Returns a table. Used in the initial context as `{file-neighborhood}`.

**Where it lives.** Application (initial context injection).

**Depends on.** None. Small, contained.

**Effort.** **Small.** ~200 lines + tests. The git-log is already in `aggregate.py`; this is a new tool that uses the same primitives.

**Recommended priority.** **LOW** — small but niche. Worth bundling with Candidate 6 if that gets done.

---

## Candidate 9: Explicit `src/split_lib.py` + `src/patch_lib.py` (nagent §11)

**Why it matters.** Manual Slop doesn't have an explicit split/patch pipeline. For very large files (>50 KB), the current `aggregate.py` + tree-sitter approach works for *reading* (skeleton, summary) but not for *patching* (no explicit segment/hash model).

**What it would do.** Mirror nagent's design:
- `src/split_lib.py` — per-language natural splitters, `index.json` with `source_path`, `sourcesha256`, `segments[]`
- `src/patch_lib.py` — strict `validate_index` (hash check), `make_unified_patch`, `apply_segment_patches`
- `src/summarize_lib.py` — per-segment LLM call + retry-with-smaller-prompt

**Where it lives.** Application (the AI is the consumer). The Meta-Tooling already has nagent if it wants this.

**Depends on.** None. Self-contained.

**Effort.** **Medium.** 2 phases: split/patch, then summarize. ~500 lines.

**Recommended priority.** **DEFER UNTIL NEEDED.** No current 1:1 use case requires explicit split/patch. If a future file is genuinely too large for tree-sitter to handle inline, this becomes Candidate #2-priority.

---

## Candidate 10: Optional raw-transcript persistence per Take (nagent §3 conversation dimension)

**Why it matters.** nagent's "edit the conversation file" pattern is foreign to Manual Slop because the App stores abstracted entries (`disc_entries`), not raw transcripts. The user-edit feature in the GUI does edit individual entries, but the underlying log of `function_call` / `tool_result` blocks is implicit.

**What it would do.** Optionally, when a take is snapshotted to TOML (`project_manager.save_project`), also persist the raw transcript to a sibling file `discussions/<take_name>/transcript.jsonl`. The GUI gets a "View Raw Transcript" button. Optional "Edit Raw Transcript" mode that re-parses and re-aggregates.

**Where it lives.** Application. Optional — user can toggle per-project.

**Depends on.** None. Could be a small follow-up to Candidate 3 (`Conversation` class).

**Effort.** **Small.** ~150 lines + tests. Persist the existing `comms.log` in a structured way.
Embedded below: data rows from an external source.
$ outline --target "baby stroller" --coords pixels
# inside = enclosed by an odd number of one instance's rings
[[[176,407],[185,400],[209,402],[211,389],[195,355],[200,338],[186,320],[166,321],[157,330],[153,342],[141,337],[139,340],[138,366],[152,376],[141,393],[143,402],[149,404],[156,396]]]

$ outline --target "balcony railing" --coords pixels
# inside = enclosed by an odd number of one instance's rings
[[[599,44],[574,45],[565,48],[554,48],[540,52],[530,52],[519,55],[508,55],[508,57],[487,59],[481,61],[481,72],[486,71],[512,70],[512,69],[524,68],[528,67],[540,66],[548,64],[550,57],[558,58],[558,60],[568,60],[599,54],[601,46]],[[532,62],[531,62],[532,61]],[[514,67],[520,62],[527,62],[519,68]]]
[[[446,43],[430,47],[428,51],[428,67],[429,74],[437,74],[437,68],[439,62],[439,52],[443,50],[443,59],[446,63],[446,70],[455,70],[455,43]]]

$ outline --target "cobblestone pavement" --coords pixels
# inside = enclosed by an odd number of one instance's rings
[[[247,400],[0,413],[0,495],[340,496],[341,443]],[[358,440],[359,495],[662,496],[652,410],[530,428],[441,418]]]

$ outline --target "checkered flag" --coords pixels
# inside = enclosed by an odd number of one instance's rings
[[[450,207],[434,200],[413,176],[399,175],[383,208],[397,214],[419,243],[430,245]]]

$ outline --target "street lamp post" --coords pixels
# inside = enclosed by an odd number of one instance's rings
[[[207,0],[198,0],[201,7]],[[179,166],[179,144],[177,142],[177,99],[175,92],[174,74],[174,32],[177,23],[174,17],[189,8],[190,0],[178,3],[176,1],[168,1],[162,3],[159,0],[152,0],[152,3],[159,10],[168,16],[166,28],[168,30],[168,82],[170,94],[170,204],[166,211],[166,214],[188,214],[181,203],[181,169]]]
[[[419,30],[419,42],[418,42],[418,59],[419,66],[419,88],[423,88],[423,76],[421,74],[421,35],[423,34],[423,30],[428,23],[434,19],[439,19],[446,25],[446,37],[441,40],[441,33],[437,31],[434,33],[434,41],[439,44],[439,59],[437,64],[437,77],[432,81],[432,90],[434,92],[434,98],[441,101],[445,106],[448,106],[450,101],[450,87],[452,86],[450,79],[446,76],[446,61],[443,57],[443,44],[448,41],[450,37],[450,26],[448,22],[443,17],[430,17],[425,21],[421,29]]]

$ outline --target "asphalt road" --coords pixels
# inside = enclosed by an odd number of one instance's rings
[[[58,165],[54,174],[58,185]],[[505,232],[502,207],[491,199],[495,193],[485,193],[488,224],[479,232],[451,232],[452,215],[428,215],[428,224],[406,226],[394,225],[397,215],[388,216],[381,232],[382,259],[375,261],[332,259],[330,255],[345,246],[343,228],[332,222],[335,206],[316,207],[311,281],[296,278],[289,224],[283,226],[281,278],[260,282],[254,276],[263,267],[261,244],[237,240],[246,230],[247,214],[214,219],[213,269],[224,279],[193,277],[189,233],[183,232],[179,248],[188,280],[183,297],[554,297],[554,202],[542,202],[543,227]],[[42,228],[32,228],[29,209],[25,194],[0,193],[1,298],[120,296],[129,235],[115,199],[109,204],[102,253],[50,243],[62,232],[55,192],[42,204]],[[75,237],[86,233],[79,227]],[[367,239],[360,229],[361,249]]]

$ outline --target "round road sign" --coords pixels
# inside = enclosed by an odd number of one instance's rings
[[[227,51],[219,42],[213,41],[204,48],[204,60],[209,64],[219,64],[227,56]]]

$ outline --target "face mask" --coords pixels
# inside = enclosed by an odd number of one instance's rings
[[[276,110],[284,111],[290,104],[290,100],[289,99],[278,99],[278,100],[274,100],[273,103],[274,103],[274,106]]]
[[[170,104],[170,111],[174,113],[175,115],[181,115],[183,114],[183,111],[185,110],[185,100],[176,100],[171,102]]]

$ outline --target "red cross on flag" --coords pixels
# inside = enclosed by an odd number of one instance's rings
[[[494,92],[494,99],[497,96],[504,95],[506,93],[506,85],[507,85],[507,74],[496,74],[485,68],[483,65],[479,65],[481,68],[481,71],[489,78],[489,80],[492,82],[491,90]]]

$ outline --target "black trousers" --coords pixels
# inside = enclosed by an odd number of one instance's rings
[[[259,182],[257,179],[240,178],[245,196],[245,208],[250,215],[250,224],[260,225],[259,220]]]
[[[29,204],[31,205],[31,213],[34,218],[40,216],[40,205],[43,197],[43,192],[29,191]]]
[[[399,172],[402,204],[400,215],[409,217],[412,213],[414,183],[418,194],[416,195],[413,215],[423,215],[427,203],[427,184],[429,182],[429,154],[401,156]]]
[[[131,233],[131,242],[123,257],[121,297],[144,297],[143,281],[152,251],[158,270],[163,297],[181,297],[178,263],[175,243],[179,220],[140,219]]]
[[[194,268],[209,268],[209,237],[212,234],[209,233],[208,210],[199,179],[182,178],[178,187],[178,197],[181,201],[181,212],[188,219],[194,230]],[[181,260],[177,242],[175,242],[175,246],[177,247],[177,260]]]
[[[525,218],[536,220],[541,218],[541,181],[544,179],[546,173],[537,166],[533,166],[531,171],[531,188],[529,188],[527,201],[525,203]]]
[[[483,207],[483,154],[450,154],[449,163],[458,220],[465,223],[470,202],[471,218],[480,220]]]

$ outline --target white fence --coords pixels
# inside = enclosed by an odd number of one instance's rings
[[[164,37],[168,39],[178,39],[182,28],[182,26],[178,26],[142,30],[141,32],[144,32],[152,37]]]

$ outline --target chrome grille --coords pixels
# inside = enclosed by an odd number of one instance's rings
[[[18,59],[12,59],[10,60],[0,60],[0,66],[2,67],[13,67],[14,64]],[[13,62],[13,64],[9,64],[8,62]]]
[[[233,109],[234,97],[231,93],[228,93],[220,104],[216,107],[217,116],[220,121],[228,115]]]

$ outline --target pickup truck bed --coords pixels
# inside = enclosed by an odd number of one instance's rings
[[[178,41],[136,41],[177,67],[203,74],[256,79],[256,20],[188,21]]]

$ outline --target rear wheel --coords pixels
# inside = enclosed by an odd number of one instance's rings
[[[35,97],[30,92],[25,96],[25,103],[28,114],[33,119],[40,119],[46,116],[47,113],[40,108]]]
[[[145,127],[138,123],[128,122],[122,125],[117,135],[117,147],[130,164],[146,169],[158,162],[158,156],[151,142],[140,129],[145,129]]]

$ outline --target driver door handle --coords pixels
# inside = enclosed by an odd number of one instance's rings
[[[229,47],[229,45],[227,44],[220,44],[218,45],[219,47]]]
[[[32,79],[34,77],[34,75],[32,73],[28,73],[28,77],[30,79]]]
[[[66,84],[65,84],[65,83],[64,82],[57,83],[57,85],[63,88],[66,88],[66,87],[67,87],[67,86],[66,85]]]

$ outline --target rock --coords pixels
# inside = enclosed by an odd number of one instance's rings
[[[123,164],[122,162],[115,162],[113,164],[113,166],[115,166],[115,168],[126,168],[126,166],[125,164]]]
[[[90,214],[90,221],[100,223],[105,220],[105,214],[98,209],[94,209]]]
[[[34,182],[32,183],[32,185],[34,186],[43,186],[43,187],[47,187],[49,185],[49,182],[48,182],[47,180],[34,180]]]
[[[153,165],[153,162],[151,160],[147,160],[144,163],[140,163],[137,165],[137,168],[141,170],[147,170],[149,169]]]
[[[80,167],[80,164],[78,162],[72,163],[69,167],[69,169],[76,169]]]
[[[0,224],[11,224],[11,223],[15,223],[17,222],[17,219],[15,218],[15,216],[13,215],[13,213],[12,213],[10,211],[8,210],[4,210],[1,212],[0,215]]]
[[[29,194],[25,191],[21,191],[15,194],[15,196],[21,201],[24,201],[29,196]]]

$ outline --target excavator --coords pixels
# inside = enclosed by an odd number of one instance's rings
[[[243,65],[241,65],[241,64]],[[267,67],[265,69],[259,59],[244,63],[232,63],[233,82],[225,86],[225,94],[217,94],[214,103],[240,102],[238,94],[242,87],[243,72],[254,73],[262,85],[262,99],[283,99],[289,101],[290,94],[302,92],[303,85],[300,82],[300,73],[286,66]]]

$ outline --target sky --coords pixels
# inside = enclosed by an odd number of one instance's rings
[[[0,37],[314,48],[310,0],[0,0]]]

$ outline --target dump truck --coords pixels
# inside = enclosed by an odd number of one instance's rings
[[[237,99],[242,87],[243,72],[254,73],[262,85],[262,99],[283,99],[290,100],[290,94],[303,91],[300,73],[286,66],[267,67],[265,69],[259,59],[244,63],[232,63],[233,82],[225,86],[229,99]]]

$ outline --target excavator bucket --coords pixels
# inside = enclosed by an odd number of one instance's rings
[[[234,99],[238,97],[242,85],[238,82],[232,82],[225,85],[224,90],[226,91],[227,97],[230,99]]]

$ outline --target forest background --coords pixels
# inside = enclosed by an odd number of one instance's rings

**Recommended priority.** **LOW** — niche feature, opt-in only.

---

## Summary table

| # | Candidate | User signal | Priority | Effort | Domain |
|---|---|---|---|---|---|
| 1 | `SubConversationRunner` (1:1 sub-convos) | **Explicit want** | **HIGH** | Medium | App + MT |
| 2 | RAG pre-staging via sub-conversation | **Explicit want** | **HIGH** | Small (depends on #1) | App |
| 3 | Stateless `LLMClient` class | (none) | Medium | Large | App |
| 4 | Intent-based DSL for Meta-Tooling | Explicit but deferred | Low | Research | MT |
| 5 | Self-describing MCP tools | Implicit | Low (subsumed) | Medium | BOTH |
| 6 | `src/git_history.py` (nagent §7) | (none) | Medium | Medium | App |
| 7 | Per-file conversation log | (none) | Low | Small | App |
| 8 | `py_/ts_c_coedited_files` tools | (none) | Low (bundle with #6) | Small | App |
| 9 | Explicit `split_lib.py` / `patch_lib.py` | (none) | Defer until needed | Medium | App |
| 10 | Raw-transcript persistence per Take | (none) | Low | Small | App |

---

## Recommended next steps

1. **Spec and build Candidate 1 first** — it's the highest-priority user-flagged want, and Candidates 2 builds on it.
2. **Combine Candidate 2 with Candidate 1's track** — same primitive, different prompt.
3. **Hold Candidates 3-10 for future scoping** — each is a separate conductor track when the corresponding need surfaces.

The current `nagent_review_20260608` track itself produces no code; it's the reference. Candidates 1 and 2 will be the first *implementation* tracks informed by it.